There's no doubt that the Google Keyword Tool can give you an idea of the total searches done - it's main use is helping people but PPC ads. But if you are saying that 100,000 searches doesn't seem to match what you see for traffic, then yes - that certainly can happen.

One thing to remember, especially with short keywords, is that 100,000 searches doesn't mean 100,000 clicks. Especially for short searches, many people will see the results and then realize that they need to add more words to get the kind of results they want. This can be as high as 40% of all the searches.

So for some keywords, 100,000 searches may only create 60,000 clicks - and those clicks will be shared between all 10 positions, plus the ads, plus the Universal Search boxes.

deadsea

6:24 pm on Mar 30, 2011 (gmt 0)

WebmasterWorld Senior Member 10+ Year Member



Make sure you have the "exact match" setting checked. "Broad match" is the default. It isn't all that useful from an SEO standpoint to look at "phrase match" or "broad match" terms.

In my experience, the tool is the best data source out there for keyword volume except for single word keywords and for phrases that get less than 10 searches a month. It is also just flat out wrong on about 5% of other phrases, and I can't figure out exactly why.
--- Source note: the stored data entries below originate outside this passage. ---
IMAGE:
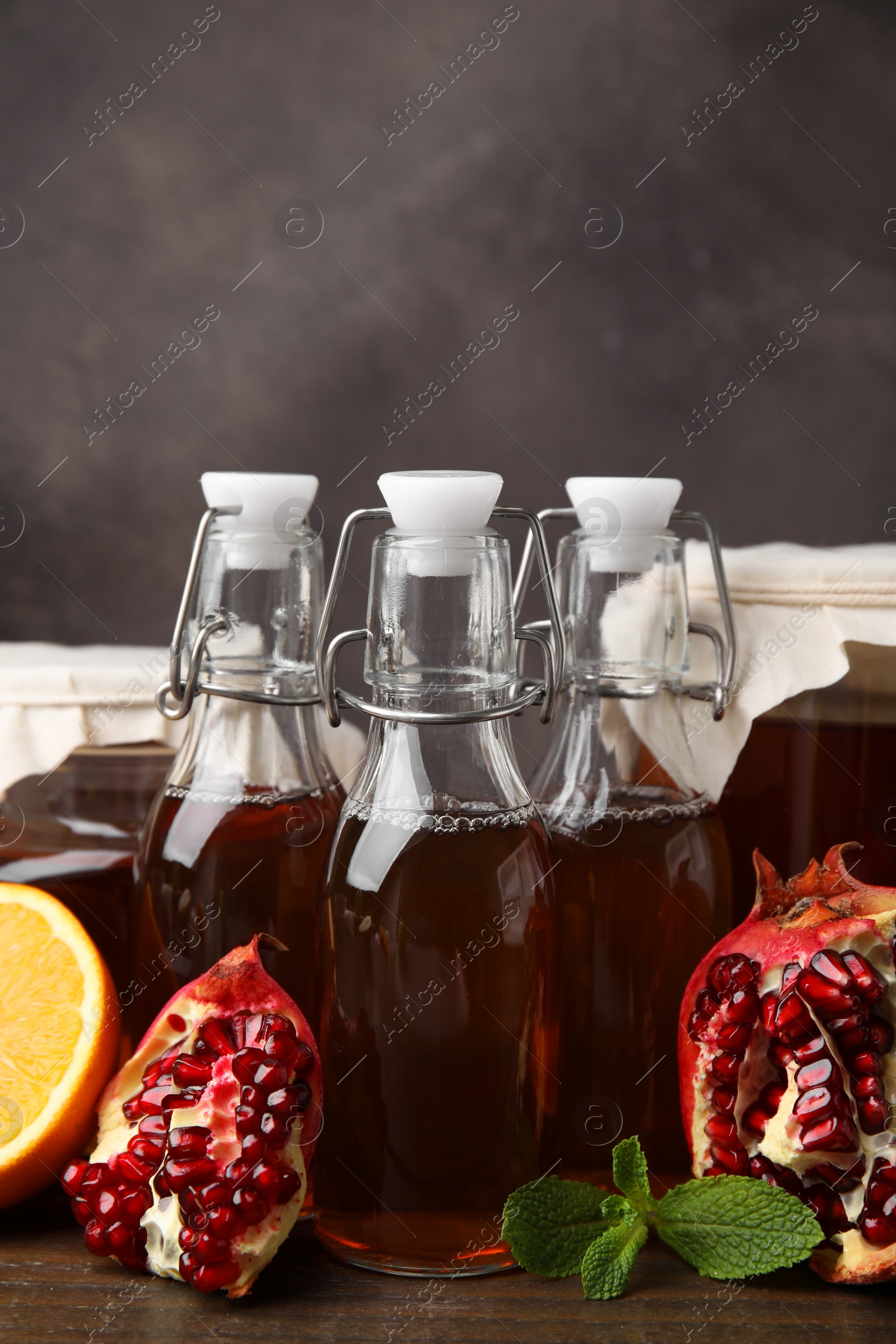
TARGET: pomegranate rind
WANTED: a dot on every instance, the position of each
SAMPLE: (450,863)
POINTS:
(824,908)
(238,983)
(66,1124)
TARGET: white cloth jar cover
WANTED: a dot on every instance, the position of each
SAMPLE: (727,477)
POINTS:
(55,698)
(796,609)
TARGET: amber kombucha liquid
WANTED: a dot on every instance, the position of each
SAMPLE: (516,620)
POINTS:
(438,1042)
(641,902)
(213,872)
(801,787)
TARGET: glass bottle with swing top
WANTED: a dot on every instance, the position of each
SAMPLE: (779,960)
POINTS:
(438,1030)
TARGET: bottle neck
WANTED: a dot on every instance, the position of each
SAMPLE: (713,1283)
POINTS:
(237,749)
(465,774)
(631,756)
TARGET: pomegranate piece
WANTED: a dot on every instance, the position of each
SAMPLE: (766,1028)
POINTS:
(783,1039)
(176,1126)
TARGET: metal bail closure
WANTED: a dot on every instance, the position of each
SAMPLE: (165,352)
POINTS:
(175,697)
(719,691)
(523,693)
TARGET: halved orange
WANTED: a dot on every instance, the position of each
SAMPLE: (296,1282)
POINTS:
(58,1039)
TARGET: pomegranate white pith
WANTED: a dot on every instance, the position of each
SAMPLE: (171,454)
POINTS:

For example in local search, it reports large numbers of people searching for widgets "in my area". We targeted pages to rank for that, and have yet to see meaningful traffic, despite good rankings.

Another source to look at is Google trends. You'd think two sources of data from Google would show the same results, but Google trends often shows different results some of the time.

Neither can be completely trusted, but they are better than other traffic estimation tools that I've tried.